Coronavirus

Maßnahmen zur Eindämmung des Coronavirus

Mit Ablauf des 15.09.2020 tritt die 10. Corona-Bekämpfungsverordnung (CoBeLVO) vom 19.06.2020 samt der dazu erlassenen Änderungsverordnungen außer Kraft. Zugleich tritt die 11. CoBeLVO in Kraft. 

Hier zeigen wir kurz die wesentlichen Inhalte der 11. CoBeLVO auf:

Grundsätzliche Regelungen

Kontaktbeschränkung (Regelung wird angepasst):

Der Aufenthalt im öffentlichen Raum ist nur unter Einhaltung eines Mindestabstands von 1,50 m zu anderen Personen erlaubt.

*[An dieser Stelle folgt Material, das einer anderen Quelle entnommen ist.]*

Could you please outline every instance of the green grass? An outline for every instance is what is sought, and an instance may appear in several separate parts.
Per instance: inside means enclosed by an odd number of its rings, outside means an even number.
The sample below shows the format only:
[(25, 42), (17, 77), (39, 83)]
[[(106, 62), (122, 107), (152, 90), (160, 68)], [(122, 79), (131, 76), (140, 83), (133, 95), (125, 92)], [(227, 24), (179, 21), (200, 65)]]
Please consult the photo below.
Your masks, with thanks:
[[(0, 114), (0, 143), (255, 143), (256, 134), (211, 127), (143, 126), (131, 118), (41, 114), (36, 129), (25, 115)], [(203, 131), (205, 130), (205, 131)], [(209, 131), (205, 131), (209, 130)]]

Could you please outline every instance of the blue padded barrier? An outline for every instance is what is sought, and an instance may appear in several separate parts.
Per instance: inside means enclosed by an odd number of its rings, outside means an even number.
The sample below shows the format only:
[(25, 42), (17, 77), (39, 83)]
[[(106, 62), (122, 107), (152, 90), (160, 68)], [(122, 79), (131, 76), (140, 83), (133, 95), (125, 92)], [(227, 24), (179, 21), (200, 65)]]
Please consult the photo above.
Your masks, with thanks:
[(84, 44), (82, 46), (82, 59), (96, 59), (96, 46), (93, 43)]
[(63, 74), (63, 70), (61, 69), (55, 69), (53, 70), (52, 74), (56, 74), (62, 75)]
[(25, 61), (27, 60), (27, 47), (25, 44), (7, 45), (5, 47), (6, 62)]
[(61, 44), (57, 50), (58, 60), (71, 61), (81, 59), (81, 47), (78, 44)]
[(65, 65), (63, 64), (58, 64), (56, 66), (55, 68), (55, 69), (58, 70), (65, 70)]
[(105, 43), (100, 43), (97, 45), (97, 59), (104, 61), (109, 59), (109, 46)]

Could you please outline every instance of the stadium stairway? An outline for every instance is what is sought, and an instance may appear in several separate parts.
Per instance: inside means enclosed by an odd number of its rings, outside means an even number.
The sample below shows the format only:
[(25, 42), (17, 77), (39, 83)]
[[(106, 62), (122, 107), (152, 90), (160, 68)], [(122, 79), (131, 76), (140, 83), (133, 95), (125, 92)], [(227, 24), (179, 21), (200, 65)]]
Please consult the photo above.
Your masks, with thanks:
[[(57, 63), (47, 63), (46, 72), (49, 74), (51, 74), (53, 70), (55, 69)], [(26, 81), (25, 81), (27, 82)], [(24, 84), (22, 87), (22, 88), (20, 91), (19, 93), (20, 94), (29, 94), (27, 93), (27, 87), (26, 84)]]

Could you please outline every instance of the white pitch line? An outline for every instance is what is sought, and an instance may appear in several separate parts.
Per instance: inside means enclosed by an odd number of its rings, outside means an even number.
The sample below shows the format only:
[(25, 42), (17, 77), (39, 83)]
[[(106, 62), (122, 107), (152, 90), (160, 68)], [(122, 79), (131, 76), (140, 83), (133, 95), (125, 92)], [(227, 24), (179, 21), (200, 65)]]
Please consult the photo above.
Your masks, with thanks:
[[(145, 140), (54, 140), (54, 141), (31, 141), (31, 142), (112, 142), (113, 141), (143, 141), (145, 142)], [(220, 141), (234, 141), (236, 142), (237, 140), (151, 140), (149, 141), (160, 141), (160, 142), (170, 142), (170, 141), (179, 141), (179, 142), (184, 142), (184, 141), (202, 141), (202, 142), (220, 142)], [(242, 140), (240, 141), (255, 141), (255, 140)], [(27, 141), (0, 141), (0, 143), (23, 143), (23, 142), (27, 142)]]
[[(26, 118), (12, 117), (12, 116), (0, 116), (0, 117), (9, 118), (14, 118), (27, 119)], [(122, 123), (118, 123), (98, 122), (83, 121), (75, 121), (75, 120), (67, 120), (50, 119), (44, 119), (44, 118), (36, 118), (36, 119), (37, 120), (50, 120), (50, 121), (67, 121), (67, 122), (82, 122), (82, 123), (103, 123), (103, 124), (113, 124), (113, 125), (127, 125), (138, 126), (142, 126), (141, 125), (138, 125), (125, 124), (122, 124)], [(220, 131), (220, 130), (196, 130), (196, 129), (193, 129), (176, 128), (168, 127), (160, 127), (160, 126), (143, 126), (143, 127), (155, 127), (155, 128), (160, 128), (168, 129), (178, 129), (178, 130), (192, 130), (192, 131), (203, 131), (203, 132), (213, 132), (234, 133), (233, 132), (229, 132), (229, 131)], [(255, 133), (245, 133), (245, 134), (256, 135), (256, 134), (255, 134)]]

Dies gilt jedoch nicht für:

  1. Zusammenkünfte von bis zu zehn Personen oder einer Zusammenkunft der Angehörigen zweier Hausstände,
  2. Kontakte aus geschäftlichen oder beruflichen Anlässen sowie aus prüfungs- oder betreuungsrelevanten Gründen,
  3. Kontakte bei Stellen und Einrichtungen, die öffentlich-rechtliche Aufgaben wahrnehmen und solche, bei denen Personen bestimmungsgemäß zumindest kurzfristig zusammenkommen müssen, wie z.B. bei Nutzung des ÖPNV.

In Einrichtungen mit einer festen Bestuhlung oder einem festen Sitzplan kann der Mindestabstand zwischen Personen durch einen freien Sitzplatz zwischen jedem Sitzplatz innerhalb einer Reihe sowie vor und hinter jedem Sitzplatz gewahrt werden, wenn die Sitzplätze personalisiert vergeben und dies durch den Betreiber der Einrichtung dokumentiert wird.

Maskenpflicht:

Bereits im Rahmen der Zweiten Änderungsverordnung zur Vierten Corona-Bekämpfungsverordnung wurde ab dem 27.04.2020 im Land Rheinland-Pfalz das Tragen von Mund-Nasen-Bedeckungen in bestimmten Bereichen vorgeschrieben und mit dem Erlass der Fünften Corona Bekämpfungsverordnung ausgeweitet. Diese Regelungen bestehen fort.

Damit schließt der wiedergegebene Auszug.